For the first time, perennial irrigation brought water year-round. Seven great canals — the Nara, Rice, Dadu, Khairpur Feeder, Rohri, and others — fanned out from its gates, irrigating more than seven million acres. The barrage was called a wonder of the world, and rightly so.
It not only stopped famine but laid the foundations of Sindh’s agricultural economy. A City of Geopolitics and Railways Sukkur was not isolated. It stood at the crossroads of empire. The Bolan Pass and the Khyber Pass were the only two true gateways across the Hindu Kush into India, with the Himalayas forming a barrier elsewhere.
These passes shaped history: invaders came through them, and the British secured them to contain threats. The annexation of Kalat and the building of cantonments in Quetta were part of this strategy. The railway connected Sukkur to this grand chessboard. Bridges over the Indus linked to lines running toward Quetta and the Bolan.

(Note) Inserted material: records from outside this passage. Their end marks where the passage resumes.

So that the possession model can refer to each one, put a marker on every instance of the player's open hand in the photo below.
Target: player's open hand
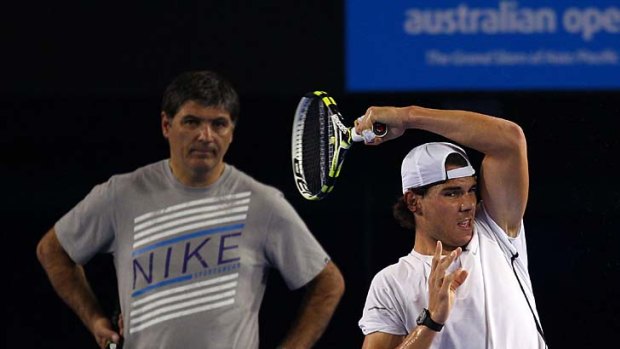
(441, 287)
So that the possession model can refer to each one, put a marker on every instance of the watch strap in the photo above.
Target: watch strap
(426, 320)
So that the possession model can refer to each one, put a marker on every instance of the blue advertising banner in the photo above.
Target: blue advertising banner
(400, 45)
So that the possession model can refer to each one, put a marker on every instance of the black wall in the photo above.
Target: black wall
(80, 102)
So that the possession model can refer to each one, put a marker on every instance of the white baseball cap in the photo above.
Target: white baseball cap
(426, 164)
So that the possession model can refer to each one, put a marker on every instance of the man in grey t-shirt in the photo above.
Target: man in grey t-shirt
(193, 239)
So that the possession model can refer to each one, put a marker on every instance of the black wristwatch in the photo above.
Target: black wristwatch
(425, 319)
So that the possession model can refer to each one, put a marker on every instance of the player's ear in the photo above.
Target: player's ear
(413, 201)
(166, 122)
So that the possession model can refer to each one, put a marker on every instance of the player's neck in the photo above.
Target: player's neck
(197, 178)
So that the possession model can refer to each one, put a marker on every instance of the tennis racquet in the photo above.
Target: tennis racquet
(320, 141)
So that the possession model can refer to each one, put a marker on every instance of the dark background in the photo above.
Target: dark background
(80, 97)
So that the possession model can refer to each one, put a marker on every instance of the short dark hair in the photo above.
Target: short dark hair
(400, 210)
(205, 87)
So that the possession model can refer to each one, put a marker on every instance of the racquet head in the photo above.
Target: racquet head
(320, 141)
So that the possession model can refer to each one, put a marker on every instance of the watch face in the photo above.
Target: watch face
(421, 317)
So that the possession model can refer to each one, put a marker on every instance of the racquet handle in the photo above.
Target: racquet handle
(378, 130)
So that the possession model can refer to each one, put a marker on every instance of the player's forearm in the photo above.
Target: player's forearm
(421, 338)
(487, 134)
(69, 281)
(320, 302)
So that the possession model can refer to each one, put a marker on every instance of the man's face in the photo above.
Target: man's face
(447, 210)
(199, 138)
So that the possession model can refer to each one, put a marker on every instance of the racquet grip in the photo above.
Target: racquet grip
(378, 130)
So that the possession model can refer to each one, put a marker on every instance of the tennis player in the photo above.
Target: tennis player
(465, 283)
(193, 239)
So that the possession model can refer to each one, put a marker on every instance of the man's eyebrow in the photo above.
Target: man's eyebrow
(451, 188)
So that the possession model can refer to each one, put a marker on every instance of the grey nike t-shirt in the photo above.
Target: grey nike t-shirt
(191, 263)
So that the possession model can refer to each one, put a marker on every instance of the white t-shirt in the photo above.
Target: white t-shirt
(490, 310)
(191, 263)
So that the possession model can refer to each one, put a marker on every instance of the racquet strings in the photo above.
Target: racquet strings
(317, 149)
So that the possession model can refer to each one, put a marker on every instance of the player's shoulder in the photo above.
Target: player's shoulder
(406, 268)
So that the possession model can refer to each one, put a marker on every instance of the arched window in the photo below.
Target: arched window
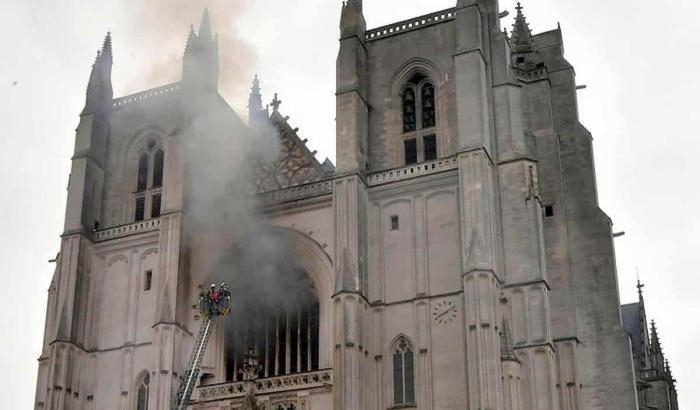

The Lansdowne Bridge itself was part of the Great Game — enabling imperial armies to move westward. For a boy sitting on the riverbank, watching trains cross, it was history unfolding in steel.
A City of Dolphins and Wonder And then there were the dolphins. The Indus blind dolphin (Platanista gangetica minor) lives nowhere else in the world. Endemic to Pakistan, it is found in greatest numbers between the Lloyd Barrage at Sukkur and the Guddu Barrage upstream. In my childhood of the 1960s, they were nearly gone.
Once in a great while, at Lab-e-Mehran, we would glimpse one. The joy was indescribable. These were the rarest of beings, surviving in a shrinking river. By the 1970s, only around 150 remained. I thought they would vanish forever.
But conservation in 1974 created the Indus Dolphin Reserve. Against all odds, the population rebounded. Today, more than 1,800 survive, most of them between Sukkur and Guddu.
When I return and see pods leaping again, I see proof that nature, when given a chance, can heal. Philosophy of Water and Bridges Looking back, I see Sukkur as my teacher. The barrages taught me that water is life — that famine could be stopped by harnessing the perennial flow of a river.
The bridges taught me that connectivity is survival — that societies progress when they build links, not walls. And the dolphins taught me that inclusion is strength — that what seems lost can live again if protected.
My life carried me far, to Paris with its bridges over the Seine, and to Manchester where the girders of my childhood bridge were forged. Yet Sukkur is always in my blood. It was a city of barrages and bridges, libraries and clubs, myths and marvels. It was where history and childhood met, and where even blind dolphins could dance again in the current.